Having sat through the presentations by both agencies and industry thought leaders over the 2 days, I saw a lot of the success stories - such as the Google Rebrief Project, the KLM Surprise campaign - (and some rather humorous #brandfails too!) But I think as marketers, it’s very easy to get swept up in the creative concepts and the shiny end goal because we live in this technological age that’s enabling us to do things that have never been done before. And what marketing director doesn’t revel in the afterglow of a well-executed and well-received campaign? It is however, all based on some form of technology and what sits behind that technology is data. Lots and lots of Data. Some of the other speakers alluded to its existence and potential importance, but nobody really addressed the topic of data head on. And in the dealings I’ve had in the marketplace, my opinion is that most Marketers are missing a trick here too.

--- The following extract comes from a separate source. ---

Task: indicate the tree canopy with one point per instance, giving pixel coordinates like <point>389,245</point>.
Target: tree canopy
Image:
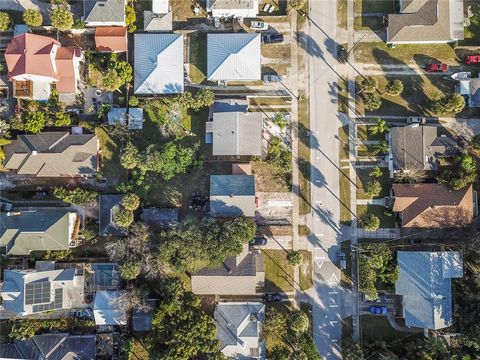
<point>193,245</point>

A common question through the 2 days was this - Once you have followed the guidelines in the bullet points above, successfully created a community and initiated a dialogue, what do you do then? The typical approach of high impact campaigns every few months is not going to cut it, I’m afraid. If that is your approach, you will see the expected spikes of engagement, but with no follow through, there is a natural atrophy effect over time as people become bored and move on. Sure, your true brand advocates will still be around, but you’re not really moving the needle and growing that base. In order to do that, you need to keep that engagement going in between the big high impact campaigns to truly grow that engaged audience. And I hope that this is where my presentation hit a sweet spot in that these ongoing engagements can only be made relevant through the leveraging of data within something like a Data Management Platform (DMP) Where you can clearly identify those that are engaging with you, augment your knowledge of them through your other channels (even offline) and then re-engage them through either these other channels (such as email, search or adserving) or even directly back within the social environment. These messages can be tailored for relevance to make the customer feel they are being heard & understood. And what happens when customers are feeling the love? Well then marketers regain some of that elusive ability to influence…

It’s no doubt an exciting time to be a marketer. It’s not a revolution, it’s an evolution and the time is not in the coming months and years, the time is now.